Ilustrasi gambar (Shutterstock)
Media sosial dihebohkan dengan viralnya belasan siswi di Lamongan yang dibotaki guru karena tidak memakai ciput. Hal tersebut dilakukan oleh Guru Bahasa Inggris yang sekaligus berposisi sebagai Pembina Pramuka di SMP Negeri 1 Sukodadi Lamongan. Tindakan ini diprotes keras oleh beberapa wali siswa, dan menuntut agar yang bersangkutan dipecat secara tidak hormat.
Ramainya kasus tersebut ditanggapi oleh Dosen Fakultas Keguruan dan Ilmu Pendidikan (FKIP) Universitas Muhammadiyah Surabaya (UM Surabaya) Holy Ichda Wahyuni.
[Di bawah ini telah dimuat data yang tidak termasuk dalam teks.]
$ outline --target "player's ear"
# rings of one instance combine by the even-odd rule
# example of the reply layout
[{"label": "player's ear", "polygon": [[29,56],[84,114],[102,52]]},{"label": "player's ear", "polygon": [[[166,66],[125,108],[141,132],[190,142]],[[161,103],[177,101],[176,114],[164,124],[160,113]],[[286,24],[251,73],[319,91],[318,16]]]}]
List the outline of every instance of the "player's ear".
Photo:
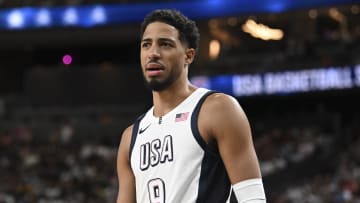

Holy menyebut mendidik dengan kekerasan bukanlah solusi dalam penanaman pendidikan karakter.
Menurutnya, Ki Hajar Dewantara menggaungkan konsep pendidikan humanis, harapannya agar pendidikan sebagaimana tujuannya yakni mencerdaskan anak bangsa, membangun keterampilan dan karakter dilakukan dengan cara yang memanusiakan manusia.
“Zaman sudah berganti, banyak pendekatan yang bisa diterapkan untuk mendidik karakter siswa atau anak, apalagi konteksnya anak remaja,”ujar Holy Selasa (29/8/23)
Ia menyebut, pendekatan secara kultural, personal, dan dengan penuturan yang bersahabat, tentu akan menghasilkan respon yang lebih positif pula. Sebab masa remaja adalah masa dimana seorang anak membutuhkan figur teman yang "ngemong", bukan figur yang serta merta mendikte apalagi dengan paksaan.
“Persoalan kesempurnaan dalam berhijab, seharusnya guru bisa memakai cara lain daripada dengan membotaki rambut yang tentu akan meninggalkan rasa trauma pada anak,”tegasnya lagi.
Ia mencontohkan, guru bisa mengajak siswa ke ruangan yang privat, memberikan pengertian tentang hakikat aurat. Guru juga bisa membetulkan rambut siswa agar tidak terlihat, lalu memberi pujian dan apresiasi, hal tersebut akan memberi kesan yang lebih baik. Hal ini sejalan dengan semboyan kita ing garso sung tuladha ing madya mangin karso tutwuri handayani.